Hayek’s conclusion was that a centrally planned economic policy was bound to fail. Its organizers, no matter how bright or well trained, can never keep up with the innumerable bits of information that go into actual economic decisions. Like Achilles in his race with the tortoise, no matter how fast the central planner runs or how much data he collects, people in the marketplace will have always crept a step further, rendering the data useless the moment they are collected.‖
The danger is that when the central planners fail, as they must inevitably do, their reaction is bound to be extreme. Instead of admitting their failure or ignorance, Hayek predicted, their impulse will be to exercise even more control, to become more coercive in their use of government power in order to force the economy to behave in the ways in which they, as opposed to real-life consumers, want it to behave. “Predominant concern with the visible short-run effects,” he would later write, “leads to a dirigiste organization of the whole society. Indeed, what will certainly be dead in the long run, if we concentrate on immediate results,” since they are the only ones immediately foreseeable, “is freedom.”36
At this crucial point, Hayek’s analysis and Popper’s converged. The rise of the totalitarian state was revealed to be the direct consequence of the failure of liberalism in its Platonized form. Progressive heirs of Hegel, in trying to forestall the Marxists and Fascists by guiding society to supposedly higher and more just ends, had simply opened the door for them. They had fallen into the same trap of assuming that the more people are alike, that is, in sharing the same ends and needs, the happier they will be.

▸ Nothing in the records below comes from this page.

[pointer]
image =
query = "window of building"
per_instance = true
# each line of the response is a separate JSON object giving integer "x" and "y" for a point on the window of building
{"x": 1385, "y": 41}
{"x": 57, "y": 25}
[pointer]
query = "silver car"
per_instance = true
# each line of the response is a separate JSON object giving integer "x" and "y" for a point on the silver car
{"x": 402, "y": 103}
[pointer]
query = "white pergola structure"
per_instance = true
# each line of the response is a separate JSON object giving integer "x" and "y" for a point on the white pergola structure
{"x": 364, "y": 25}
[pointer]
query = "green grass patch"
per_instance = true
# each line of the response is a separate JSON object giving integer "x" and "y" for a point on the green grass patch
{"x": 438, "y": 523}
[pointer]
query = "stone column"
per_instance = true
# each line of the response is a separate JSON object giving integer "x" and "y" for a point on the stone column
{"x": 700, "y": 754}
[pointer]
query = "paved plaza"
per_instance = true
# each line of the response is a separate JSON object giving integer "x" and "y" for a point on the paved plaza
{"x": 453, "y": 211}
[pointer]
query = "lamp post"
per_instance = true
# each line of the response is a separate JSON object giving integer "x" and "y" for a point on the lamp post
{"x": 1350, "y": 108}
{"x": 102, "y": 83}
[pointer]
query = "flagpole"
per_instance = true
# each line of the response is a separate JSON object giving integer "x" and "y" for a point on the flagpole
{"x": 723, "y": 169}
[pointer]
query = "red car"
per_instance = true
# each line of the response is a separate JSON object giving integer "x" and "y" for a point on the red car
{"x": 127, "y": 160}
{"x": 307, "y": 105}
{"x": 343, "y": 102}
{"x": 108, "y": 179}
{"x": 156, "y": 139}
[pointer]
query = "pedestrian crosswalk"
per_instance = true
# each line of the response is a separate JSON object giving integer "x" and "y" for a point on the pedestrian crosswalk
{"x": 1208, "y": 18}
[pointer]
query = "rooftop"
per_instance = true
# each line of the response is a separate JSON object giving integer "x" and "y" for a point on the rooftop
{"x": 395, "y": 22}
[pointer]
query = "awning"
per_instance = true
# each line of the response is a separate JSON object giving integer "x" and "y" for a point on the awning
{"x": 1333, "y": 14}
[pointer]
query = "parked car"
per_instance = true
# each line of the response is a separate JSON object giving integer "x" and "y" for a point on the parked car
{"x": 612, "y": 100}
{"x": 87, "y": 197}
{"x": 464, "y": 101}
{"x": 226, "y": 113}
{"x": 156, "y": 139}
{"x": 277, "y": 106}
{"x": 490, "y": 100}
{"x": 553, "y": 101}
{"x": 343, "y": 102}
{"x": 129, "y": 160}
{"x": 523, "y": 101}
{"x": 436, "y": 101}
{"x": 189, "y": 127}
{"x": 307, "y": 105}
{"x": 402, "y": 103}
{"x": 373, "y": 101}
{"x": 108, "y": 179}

In fact, the pursuit of equality only generates more conflict, much as Aristotle had predicted in the Politics—which requires more direct government action to maintain order. “The passion for ‘the collective satisfaction of our needs,’ ” Hayek wrote, was how “the socialists [meaning believers in a strong centralized state] have so well prepared the way for totalitarianism.” They have done this, Hayek asserted, by “depriving us of [economic] choice, in order to give us what fits best into the plan and at a time determined by the plan.”